Prince Charles, Prince of Wales attends a Royal Canada Mounted Police reception
It's often tough being a senior British royal. Prince Charles and his wife went to Canada for three-and-a-half days last week and carried out 47 public engagements. They visited three provinces and six communities and saw, among other things, churches, schools, museums and parks. There were meetings with businessmen, politicians, officials, soldiers and children, along with tree-planting and hand-shaking at parades and receptions and commemorations.
At one of his speeches, Prince Charles spoke about the "huge challenges" but "enormous opportunities" facing the world: "Youth unemployment, the widening gap between rich and poor, the constant struggle to advance human rights and democracy, the need to open the doors of opportunity for women and young girls around the world, the impact we can expect from climate change, the dangers of over-fishing, of deforestation and the rapid urbanisation of the world's equally rapidly expanding population." Hard to find much to argue about there.
Charles might have been hoping for a media pat on the back for a taxing job well done, but instead he came home to an international furore. At a reception at the Museum of Immigration in Nova Scotia, he had been introduced to Marianne Ferguson, many of whose relatives were murdered in the Holocaust, who told him of her flight to Canada in 1939 as a 13-year-old Jewish refugee from Poland. In a sympathetic response, he said "And now Putin is doing just about the same as Hitler". It was, said Mrs Ferguson, who agreed with him, "just a little remark. I didn't think it was going to make such a big uproar".
Now although President Putin has a penchant for having his critics assassinated or framed and locked up, and has shown a blithe disregard for the frightful atrocities committed by the Russian army in pacifying Chechnya, he appears to have no ambition to fill concentration camps with those he considers sub-human. What Charles was getting at was the way in which this ruthless dictator resembles Hitler in his use of the threat of force and the language of hate to achieve territorial expansion.
It's hard not to see terrifying parallels between how Putin annexed Crimea and how in 1938 Hitler bullied Czechoslovakia into ceding the German-speaking Sudetenland. The lies and vicious rhetoric employed by the Putin regime in encouraging Russian-speaking separatists to wreck Ukraine would have earned the respect of Joseph Goebbels, Hitler's Minister for Propaganda. Even more scarily, Putin may have unleashed dangerous levels of Russian nationalism and paranoia that he may be unable to contain.
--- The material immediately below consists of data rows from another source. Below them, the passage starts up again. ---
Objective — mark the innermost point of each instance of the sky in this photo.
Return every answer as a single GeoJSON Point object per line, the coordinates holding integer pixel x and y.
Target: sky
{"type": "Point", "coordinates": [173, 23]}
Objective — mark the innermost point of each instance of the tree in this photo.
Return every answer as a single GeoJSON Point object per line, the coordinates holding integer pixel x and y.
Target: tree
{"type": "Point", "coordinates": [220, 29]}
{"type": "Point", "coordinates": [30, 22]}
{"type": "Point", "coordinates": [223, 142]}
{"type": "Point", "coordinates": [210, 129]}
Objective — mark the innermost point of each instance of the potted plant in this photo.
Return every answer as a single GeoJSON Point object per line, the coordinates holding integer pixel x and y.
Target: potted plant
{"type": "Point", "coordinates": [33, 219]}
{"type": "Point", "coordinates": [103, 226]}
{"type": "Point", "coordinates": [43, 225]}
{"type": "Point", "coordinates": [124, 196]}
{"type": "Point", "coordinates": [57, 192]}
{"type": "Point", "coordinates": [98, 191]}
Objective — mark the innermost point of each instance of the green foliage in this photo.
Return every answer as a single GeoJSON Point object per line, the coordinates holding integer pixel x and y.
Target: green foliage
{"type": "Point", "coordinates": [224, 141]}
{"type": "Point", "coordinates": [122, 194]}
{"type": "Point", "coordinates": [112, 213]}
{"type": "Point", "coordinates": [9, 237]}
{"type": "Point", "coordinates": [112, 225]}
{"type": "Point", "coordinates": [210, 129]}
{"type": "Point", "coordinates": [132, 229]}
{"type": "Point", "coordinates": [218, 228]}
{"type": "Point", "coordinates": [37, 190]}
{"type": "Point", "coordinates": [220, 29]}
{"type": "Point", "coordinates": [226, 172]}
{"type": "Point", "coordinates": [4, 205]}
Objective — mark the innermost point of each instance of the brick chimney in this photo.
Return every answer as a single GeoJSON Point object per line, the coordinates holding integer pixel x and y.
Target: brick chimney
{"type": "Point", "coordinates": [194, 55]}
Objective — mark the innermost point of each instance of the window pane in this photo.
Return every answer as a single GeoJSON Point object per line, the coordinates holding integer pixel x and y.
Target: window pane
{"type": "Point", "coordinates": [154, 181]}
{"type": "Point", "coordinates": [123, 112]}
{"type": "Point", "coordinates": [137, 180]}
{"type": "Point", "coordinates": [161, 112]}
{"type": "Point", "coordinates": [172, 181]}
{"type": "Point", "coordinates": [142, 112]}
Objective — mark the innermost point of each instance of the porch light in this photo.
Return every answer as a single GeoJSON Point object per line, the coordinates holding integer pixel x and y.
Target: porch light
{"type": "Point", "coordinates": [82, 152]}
Like Hitler, who divided and conquered, Putin cleverly exploits Western weakness. As Estonia, Latvia, Lithuania and Poland look nervously over their shoulders and fear for their liberty, Putin uses European dependence on Russian gas to deter any strong and united response to aggression.
All of this has naturally been ignored in the Russian attack on Charles. "We view the use of the Western press by members of the British royal family to spread the propaganda campaign against Russia on a pressing issue – that is, the situation in Ukraine – as unacceptable, outrageous and low," was the first reaction from the foreign ministry. They were miffed that at a later meeting in the British foreign office, its diplomats refused to discuss what they called "nothing but media reports about a private conversation". The attacks have now escalated, with Putin's spokesman accusing Charles of "historical ignorance" and Russian state TV producing a classic bit of whataboutery in an item beginning "If anyone knows real Nazis, it's the Royal Family". High spots were a 1937 photograph of the Duke of Windsor – after his abdication as King Edward VIII – visiting Hitler, and a 20-year-old Prince Harry sporting a Swastika armband at a fancy-dress party.
It hasn't all been bad for Charles though. After the initial spate of criticism and injunctions to him to keep his mouth shut in all circumstances about everything, senior politicians – who know all about the perils of having private conversations reported – have rallied to his support and some heavyweight commentators are praising him for reminding us that appeasement is a disaster in the long term.
Meanwhile, Putin bullies on and the EU dithers. He's more vulnerable than he looks, though. If economic sanctions were applied intelligently, the £40bn or so of his private fortune that is stashed around the world might be at risk. Russia has little except gas to sell, and the more he threatens to starve Europe of it, the faster worried nations might face reality and seek self-sufficiency through fracking.
And though the royals have no power, they have longevity in life and careers. At 65, Charles is four years older than Vladimir Putin, but he can probably safely look forward to reigning as king long after Putin forcibly or otherwise leaves the international stage.